Updated: Aug 16, 2019
When you first open Photoshop one of the things that might throw you if you're on the Mac is that you can't see behind the application to the desktop. On launch Photoshop takes up the whole screen not while this is normal behavior on Windows it is a very different behavior on the Macintosh. If you go under the window menu you can toggle off the application frame if you do want to see the applications behind Photoshop. But when I select that now I'm seeing Bridge behind Photoshop and it's very confusing. So while I'm in Photoshop I prefer to leave the application frame on by choosing window and then application frame. The other advantage that the application frame has is that it allows me to scale or resize Photoshop as a unit. I can see here that if I open a file the file would be contained within this area right here.
So if I had a really large display I could actually run photoshop on the left hand side and maybe bridge on the right hand side to make the most use of my monitors or if I wanted to expand Photoshop to extend over more than one monitor I can actually stretch this beyond a single Monitor and spread out Photoshop over two monitors. Another way that we can customize Photoshop is to change the interface by changing the color theme. So under the Photoshop menu I’ll select preferences and then interface. If you're on Windows you would select the Edit menu and then preferences and then interface here. We can see that I can select from one of four different color themes a really dark interface, a medium dark, a lighter interface and a really bright interface.

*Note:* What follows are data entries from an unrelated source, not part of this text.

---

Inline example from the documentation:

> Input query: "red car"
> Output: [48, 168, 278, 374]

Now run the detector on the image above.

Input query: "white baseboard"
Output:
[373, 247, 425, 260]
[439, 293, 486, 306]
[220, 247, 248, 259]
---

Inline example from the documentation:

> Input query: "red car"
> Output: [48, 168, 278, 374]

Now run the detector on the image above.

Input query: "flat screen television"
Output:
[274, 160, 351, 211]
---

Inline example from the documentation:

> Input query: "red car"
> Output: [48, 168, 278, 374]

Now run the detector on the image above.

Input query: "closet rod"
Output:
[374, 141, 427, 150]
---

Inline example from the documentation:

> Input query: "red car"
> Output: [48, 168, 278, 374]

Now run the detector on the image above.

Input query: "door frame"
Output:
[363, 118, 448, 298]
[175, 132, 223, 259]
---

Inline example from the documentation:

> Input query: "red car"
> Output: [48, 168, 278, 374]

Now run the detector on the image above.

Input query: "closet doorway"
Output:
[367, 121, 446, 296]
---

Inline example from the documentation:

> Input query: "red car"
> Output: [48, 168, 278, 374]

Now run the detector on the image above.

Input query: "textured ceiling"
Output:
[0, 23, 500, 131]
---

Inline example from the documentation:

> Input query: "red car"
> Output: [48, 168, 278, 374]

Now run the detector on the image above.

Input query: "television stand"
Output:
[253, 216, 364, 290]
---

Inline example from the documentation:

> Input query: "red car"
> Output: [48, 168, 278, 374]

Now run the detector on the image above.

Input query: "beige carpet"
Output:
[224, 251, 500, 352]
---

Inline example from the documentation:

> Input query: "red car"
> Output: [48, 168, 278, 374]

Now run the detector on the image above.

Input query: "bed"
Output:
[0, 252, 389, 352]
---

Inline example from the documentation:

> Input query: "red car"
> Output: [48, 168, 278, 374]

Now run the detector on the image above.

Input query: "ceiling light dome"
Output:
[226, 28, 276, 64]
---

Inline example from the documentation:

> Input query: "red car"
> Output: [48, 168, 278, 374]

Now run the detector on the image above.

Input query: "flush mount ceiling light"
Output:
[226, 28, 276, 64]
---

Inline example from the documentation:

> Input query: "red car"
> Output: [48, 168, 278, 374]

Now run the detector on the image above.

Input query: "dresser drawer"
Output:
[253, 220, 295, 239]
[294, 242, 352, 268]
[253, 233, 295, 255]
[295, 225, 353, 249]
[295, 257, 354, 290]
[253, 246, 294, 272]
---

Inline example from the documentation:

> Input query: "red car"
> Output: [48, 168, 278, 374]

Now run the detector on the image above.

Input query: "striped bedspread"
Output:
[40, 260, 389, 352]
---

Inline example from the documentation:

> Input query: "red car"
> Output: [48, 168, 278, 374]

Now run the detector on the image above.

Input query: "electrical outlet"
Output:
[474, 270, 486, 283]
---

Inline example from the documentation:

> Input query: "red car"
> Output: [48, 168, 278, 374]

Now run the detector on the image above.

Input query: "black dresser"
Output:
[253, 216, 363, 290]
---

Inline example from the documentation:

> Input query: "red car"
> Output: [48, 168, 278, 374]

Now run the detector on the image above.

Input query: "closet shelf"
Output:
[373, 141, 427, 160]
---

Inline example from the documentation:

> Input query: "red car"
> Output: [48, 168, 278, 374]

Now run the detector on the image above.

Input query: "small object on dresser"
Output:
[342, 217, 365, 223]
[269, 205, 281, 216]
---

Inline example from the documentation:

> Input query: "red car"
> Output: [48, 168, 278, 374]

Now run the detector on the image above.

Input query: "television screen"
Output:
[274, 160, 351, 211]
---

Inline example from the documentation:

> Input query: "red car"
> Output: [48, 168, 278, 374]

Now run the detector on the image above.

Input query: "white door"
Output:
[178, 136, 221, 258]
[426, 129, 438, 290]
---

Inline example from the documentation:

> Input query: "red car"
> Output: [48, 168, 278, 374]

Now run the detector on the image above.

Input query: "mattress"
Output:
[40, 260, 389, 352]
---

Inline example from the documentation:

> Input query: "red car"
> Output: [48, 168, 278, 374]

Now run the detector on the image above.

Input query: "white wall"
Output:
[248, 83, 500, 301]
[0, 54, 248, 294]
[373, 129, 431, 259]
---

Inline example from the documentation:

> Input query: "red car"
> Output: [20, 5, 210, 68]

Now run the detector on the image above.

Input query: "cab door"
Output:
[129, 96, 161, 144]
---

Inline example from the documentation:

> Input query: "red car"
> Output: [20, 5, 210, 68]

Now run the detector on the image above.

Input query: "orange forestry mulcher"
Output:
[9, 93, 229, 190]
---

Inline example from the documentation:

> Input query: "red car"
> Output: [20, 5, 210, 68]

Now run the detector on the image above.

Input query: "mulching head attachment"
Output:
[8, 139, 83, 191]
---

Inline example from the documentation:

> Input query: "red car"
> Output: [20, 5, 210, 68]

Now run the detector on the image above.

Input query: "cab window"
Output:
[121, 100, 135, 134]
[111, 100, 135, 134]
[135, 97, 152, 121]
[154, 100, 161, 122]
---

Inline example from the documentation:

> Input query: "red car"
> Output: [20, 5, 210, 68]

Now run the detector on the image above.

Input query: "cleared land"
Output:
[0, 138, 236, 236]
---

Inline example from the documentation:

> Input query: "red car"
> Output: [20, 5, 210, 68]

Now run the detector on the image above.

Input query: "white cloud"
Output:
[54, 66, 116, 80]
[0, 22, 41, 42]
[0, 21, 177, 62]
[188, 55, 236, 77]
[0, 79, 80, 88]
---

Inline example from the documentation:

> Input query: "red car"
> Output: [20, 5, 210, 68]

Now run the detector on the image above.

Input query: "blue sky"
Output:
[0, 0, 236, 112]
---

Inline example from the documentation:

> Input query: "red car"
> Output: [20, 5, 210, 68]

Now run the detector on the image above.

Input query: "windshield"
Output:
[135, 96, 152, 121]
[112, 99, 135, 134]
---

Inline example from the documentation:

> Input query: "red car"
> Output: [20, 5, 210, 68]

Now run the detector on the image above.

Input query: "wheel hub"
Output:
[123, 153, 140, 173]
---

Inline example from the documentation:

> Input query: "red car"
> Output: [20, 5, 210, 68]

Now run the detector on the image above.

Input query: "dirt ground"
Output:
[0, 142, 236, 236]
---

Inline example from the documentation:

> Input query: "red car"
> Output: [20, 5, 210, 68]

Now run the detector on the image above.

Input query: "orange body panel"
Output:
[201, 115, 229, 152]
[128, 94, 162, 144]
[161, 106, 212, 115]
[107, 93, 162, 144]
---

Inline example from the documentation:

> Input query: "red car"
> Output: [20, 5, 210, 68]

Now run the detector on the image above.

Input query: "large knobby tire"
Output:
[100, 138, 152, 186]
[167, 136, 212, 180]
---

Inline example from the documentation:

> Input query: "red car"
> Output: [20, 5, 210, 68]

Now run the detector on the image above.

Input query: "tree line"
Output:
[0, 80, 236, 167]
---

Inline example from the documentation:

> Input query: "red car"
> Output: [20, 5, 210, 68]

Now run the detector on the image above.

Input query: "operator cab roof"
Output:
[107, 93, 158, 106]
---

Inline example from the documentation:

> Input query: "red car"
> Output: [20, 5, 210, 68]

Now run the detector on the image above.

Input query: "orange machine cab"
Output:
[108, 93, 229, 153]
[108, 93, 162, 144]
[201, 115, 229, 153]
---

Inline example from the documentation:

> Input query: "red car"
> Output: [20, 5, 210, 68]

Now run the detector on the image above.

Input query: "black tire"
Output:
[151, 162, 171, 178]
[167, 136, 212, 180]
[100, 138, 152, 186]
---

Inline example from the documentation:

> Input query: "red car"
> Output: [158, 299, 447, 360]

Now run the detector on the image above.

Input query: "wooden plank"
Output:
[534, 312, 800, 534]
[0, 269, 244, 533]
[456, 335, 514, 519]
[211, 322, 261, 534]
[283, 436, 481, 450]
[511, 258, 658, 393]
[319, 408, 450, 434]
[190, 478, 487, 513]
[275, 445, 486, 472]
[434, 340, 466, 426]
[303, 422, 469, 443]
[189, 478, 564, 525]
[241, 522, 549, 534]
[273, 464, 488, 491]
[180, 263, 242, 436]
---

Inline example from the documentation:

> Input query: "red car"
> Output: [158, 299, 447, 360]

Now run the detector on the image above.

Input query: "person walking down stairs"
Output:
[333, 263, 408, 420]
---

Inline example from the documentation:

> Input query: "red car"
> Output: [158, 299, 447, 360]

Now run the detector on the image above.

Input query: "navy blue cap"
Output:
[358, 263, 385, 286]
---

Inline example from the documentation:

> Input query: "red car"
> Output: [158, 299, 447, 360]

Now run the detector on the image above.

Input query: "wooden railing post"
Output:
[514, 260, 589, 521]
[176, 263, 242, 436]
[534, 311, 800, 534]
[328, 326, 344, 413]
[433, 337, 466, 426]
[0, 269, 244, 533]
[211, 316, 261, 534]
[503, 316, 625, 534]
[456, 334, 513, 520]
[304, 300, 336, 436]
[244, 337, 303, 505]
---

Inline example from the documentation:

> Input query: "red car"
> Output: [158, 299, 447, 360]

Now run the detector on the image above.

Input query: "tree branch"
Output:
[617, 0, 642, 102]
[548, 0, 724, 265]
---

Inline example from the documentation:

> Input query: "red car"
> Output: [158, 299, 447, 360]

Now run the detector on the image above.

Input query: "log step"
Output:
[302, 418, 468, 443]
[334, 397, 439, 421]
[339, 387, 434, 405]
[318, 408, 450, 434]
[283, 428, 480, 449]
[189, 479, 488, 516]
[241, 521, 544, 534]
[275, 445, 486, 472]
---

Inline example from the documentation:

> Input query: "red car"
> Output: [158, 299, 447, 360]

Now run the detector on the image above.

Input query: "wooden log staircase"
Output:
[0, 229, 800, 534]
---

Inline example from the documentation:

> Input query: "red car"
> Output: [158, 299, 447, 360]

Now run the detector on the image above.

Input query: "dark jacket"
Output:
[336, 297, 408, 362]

I prefer to stick with one of the two darker interfaces just because I find that if I'm on the computer all day the darker interface is really a lot easier on my eyes. We can also change the interface options for bridge. I'll click Ok and then choose file browse in bridge and once I'm in bridge. I'll use the bridge menu on the Mac or you would use the Edit menu on Windows and select Preferences. Here in the general preferences I can change that same color theme using a really dark interface ranging to a bright interface. Again I'm going to pick one that is quite dark it's just going to be easier on my eyes. In addition we can use the image backdrop slider in order to change the background that is behind the content area and the preview area. I will just move this out of the way for a minute and we can see the difference between a very dark interface behind our photographs and a very light interface.
I'm going to leave this set down fairly dark in addition I can change the background for the user interface using this slider going from white to dark. So those are two independent sliders if I want to revert back to a specific color theme all I need to do is click on that option. All right I'll go ahead and cancel out of here and then we're going to open up an image into Photoshop by double clicking on it in bridge because I want to show you that if you hold down the control key on the Mac and click in this area here that surrounds an open document.

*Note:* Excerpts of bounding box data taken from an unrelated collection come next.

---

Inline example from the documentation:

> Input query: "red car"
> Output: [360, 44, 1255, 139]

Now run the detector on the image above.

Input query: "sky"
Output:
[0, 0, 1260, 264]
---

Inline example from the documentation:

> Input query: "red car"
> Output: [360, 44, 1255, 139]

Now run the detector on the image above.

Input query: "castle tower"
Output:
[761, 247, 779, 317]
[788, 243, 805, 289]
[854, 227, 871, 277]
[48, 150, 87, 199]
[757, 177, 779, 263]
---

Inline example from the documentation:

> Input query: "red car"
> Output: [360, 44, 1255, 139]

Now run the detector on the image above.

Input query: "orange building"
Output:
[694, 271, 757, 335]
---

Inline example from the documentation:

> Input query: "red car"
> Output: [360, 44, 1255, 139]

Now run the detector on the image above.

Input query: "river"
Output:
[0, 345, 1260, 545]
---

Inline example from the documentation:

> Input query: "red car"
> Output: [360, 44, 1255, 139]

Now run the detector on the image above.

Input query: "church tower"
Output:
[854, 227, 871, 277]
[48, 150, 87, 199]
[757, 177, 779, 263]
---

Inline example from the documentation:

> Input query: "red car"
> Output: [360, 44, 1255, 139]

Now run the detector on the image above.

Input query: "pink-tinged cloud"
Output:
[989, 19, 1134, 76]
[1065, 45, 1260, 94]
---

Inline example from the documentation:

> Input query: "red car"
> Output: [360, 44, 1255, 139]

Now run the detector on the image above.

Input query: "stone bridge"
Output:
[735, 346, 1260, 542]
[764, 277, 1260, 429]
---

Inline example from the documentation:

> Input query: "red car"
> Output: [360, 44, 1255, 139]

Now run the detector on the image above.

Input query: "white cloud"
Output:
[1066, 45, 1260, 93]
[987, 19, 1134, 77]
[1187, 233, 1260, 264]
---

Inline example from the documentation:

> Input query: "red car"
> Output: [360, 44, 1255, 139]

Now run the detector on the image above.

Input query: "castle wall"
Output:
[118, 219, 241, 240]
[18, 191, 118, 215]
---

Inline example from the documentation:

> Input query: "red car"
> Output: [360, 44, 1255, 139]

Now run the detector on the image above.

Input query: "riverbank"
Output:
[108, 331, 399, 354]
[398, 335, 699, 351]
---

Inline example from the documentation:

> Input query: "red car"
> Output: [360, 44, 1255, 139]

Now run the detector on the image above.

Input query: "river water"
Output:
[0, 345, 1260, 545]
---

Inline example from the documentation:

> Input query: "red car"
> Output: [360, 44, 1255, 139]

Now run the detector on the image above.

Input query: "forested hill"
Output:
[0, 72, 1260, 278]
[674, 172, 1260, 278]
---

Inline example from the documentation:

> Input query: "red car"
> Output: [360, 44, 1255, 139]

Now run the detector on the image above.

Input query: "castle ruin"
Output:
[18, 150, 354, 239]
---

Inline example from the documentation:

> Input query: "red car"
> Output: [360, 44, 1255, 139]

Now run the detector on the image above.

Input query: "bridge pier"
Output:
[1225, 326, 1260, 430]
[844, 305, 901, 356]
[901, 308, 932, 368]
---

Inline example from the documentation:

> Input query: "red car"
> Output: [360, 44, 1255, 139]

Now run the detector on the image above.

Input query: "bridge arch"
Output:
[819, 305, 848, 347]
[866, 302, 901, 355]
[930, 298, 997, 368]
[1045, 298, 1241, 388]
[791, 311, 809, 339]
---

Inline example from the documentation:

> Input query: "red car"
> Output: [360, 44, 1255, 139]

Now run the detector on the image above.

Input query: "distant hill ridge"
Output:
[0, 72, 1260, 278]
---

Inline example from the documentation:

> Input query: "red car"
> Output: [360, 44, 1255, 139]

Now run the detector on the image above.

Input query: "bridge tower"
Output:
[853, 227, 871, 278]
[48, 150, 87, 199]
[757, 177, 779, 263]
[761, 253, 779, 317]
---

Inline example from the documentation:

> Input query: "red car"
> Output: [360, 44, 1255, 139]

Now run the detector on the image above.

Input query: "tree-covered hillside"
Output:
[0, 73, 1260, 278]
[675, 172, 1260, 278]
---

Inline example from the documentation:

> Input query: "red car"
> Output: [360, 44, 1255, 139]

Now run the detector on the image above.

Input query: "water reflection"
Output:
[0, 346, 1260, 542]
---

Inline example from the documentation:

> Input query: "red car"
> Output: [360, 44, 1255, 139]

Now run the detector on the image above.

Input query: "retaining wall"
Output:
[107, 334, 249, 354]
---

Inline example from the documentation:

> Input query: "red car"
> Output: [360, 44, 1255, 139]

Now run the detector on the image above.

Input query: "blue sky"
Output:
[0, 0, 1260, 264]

You can select a different color for that background as well so if I wanted to see a light gray behind there or a medium gray, we can select those from the list. In fact we can even select the custom color. Course if you're on Windows that would just be a right mouse click and then you can choose the background that you want. I'll go ahead and set it back to the default for now. Of course you can choose whatever interface options you want but I really would recommend the darker interface because it is easier on the eyes and if you work long hours I think that you'll find that you actually like the dark interface better.